Stanley is acting out of sorts with his asshole again. It started a couple of days ago, picky eating and hiding in a corner of the room. Last night I had Kenny take him back to Vet #1, the local dudes, where he got a steroid and a pain med. I am only hoping that it reduces whatever swelling is going on making it difficult for him to poop, and a little more comfortable. He’s better today. He ate some chicken, and is now laying in his usual spot, which is on my lap and half of the computer keyboard. I fear The Worst is coming around the bend, and I HATE The Worst. But at the moment, it’s okay, and I’m focusing on that.
A few other things that have been on my mind/causing me a little anxiety:
I don’t understand my new health care program that I signed up for from work. It’s new to me, and I don’t get it. I don’t know who my coverage is through. I don’t know how to make a doctors appointment, because I don’t know my plan.

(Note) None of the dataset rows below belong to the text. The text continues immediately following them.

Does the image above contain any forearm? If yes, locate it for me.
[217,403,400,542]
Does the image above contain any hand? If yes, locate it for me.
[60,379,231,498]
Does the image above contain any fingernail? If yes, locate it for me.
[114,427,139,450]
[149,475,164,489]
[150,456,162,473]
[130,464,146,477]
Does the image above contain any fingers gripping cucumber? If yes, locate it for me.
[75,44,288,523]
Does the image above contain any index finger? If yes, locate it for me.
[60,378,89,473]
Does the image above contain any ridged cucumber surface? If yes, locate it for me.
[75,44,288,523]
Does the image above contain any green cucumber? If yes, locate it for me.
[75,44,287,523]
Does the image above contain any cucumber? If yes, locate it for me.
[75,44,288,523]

I know this sounds stupid – how can I not know my plan? – but it’s changed, and I picked something different than my normal thing because it’s a cheaper monthly out-of-pocket, and I just don’t understand it now.
Also? I had a health care money thing last year, where I put money into an HSA, but didn’t spend it all, so I think – but am not sure – that I have some money there I could use.

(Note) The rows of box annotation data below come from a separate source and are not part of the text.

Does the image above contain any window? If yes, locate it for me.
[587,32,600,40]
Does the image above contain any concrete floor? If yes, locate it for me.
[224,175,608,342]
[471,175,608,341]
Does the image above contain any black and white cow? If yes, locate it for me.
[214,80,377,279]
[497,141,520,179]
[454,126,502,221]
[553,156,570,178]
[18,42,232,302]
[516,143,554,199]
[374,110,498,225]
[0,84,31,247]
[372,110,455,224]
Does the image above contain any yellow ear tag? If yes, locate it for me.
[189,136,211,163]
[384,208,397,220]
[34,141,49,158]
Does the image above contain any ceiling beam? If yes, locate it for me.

The details of my life are a complete shambles.
I need to make a gyno appointment. It’s been so long (again) that the health care place sent me letters about going and getting my snatch and boobies checked out. I thought I would do that today, while I sit here, but can’t seem to get it figured out.
2/ The House. We started re-arranging it over the weekend, but didn’t finish and now it, too, is in a shambles. I’m too much out of sorts to do anything other than look around at it all for the past 2 days.
3/ Money. Worried about it, always seem to be stretched a little too tight. How can I make a decent living, but be living so week-to-week? It stinks. I squander, I know, but not really. I think I have too much allocated to my 401k, out of fear of having to be a Denny’s Waitress when I’m 65. Always a trade-off somewhere.
That’s all. Not winning, or even mildly amusing. I’ve got no wit today.